En aquel tiempo, Jesús dijo a Nicodemo: “Nadie ha subido al cielo sino el Hijo del hombre, que bajó del cielo y está en el cielo. Así como Moisés levantó la serpiente en el desierto, así tiene que ser levantado el Hijo del hombre, para que todo el que crea en él tenga vida eterna.
Porque tanto amó Dios al mundo, que le entregó a su Hijo único, para que todo el que crea en él no perezca, sino que tenga vida eterna. Porque Dios no envió a su Hijo para condenar al mundo, sino para que el mundo se salvara por él”.

🕊️ Mi reflexión
Hoy he madrugado y al leer este Evangelio, he sentido que Jesús me habla al corazón con una ternura inmensa. Me recuerda que no estoy aquí por casualidad, que no soy un accidente de la vida ni un olvido en medio del mundo, sino alguien profundamente amado. ”Tanto amó Dios al mundo…”—ese “mundo” me incluye a mí, con mis fragilidades, mis luchas y mis contradicciones. Y al mismo tiempo, me sobrecoge pensar que ese amor no se expresó en palabras vacías, sino en un acto radical: el Padre entregó a su Hijo por mí.
Cuando contemplo la cruz, ya no la veo como un símbolo de condena, sino como el lugar donde el amor de Dios se desbordó.
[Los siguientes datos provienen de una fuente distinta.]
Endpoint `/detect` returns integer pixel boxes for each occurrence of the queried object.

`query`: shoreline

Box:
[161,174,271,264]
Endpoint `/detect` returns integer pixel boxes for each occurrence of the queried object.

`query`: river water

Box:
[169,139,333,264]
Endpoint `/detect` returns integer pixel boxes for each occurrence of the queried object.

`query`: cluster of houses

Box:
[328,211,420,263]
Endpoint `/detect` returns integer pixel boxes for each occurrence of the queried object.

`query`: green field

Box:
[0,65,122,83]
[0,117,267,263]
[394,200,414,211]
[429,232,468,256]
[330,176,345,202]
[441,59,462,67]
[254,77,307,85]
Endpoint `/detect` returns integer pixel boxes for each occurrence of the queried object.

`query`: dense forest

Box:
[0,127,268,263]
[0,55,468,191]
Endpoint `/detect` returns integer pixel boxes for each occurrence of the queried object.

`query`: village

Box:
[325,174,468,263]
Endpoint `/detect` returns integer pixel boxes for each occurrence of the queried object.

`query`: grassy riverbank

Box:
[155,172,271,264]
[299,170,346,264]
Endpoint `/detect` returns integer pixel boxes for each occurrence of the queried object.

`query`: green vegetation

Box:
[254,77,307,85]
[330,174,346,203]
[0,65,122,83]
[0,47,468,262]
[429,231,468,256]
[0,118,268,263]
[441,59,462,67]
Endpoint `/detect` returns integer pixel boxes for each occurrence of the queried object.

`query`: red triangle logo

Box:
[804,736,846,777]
Jesús fue levantado, como la serpiente en el desierto, para que mis miradas cansadas y mis heridas tuvieran un punto seguro hacia dónde volverse. Ahí, en ese madero, encuentro sanación, encuentro perdón, encuentro vida. Si me atrevo a creer, aunque mi fe a veces sea pequeña, ahí descubro la promesa: vida eterna, una vida que empieza ya, en este instante, cada vez que dejo que su amor transforme mi manera de vivir.
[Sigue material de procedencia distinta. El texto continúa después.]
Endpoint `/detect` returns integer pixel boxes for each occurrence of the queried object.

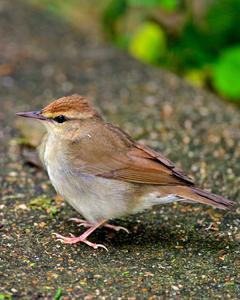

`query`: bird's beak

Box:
[16,110,48,120]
Este Evangelio me invita a dejar atrás la idea de un Dios que vigila para castigarme. Hoy recuerdo que Él no vino a condenarme, sino a salvarme. Vino a rescatarme de mis propias sombras, de mis culpas, de mi tendencia a alejarme. No me pide perfección, sino fe. No me exige logros, sino un corazón que se deje amar y sanar.
Al dejar que estas palabras se hundan en mí, percibo que todo cambia: mi forma de ver la cruz, mi forma de ver mi historia, incluso mi forma de ver a los demás. Porque si Dios ama tanto al mundo, también ama a cada persona que me rodea, incluso a quienes me cuesta aceptar. Y esa certeza me llama a amar de manera más real, más generosa, más libre.
Hoy quiero vivir desde esa certeza: soy amado, salvado y llamado a ser portador de este mismo amor. No necesito cargar con miedos ni con condenas, porque Cristo ya lo llevó todo en la cruz. Lo único que me pide es creer y dejarme transformar.
Que mi vida, entonces, sea un reflejo de esta verdad tan hermosa: Dios no me condena, Dios me ama; Dios no me señala, Dios me levanta; Dios no me abandona, Dios me salva.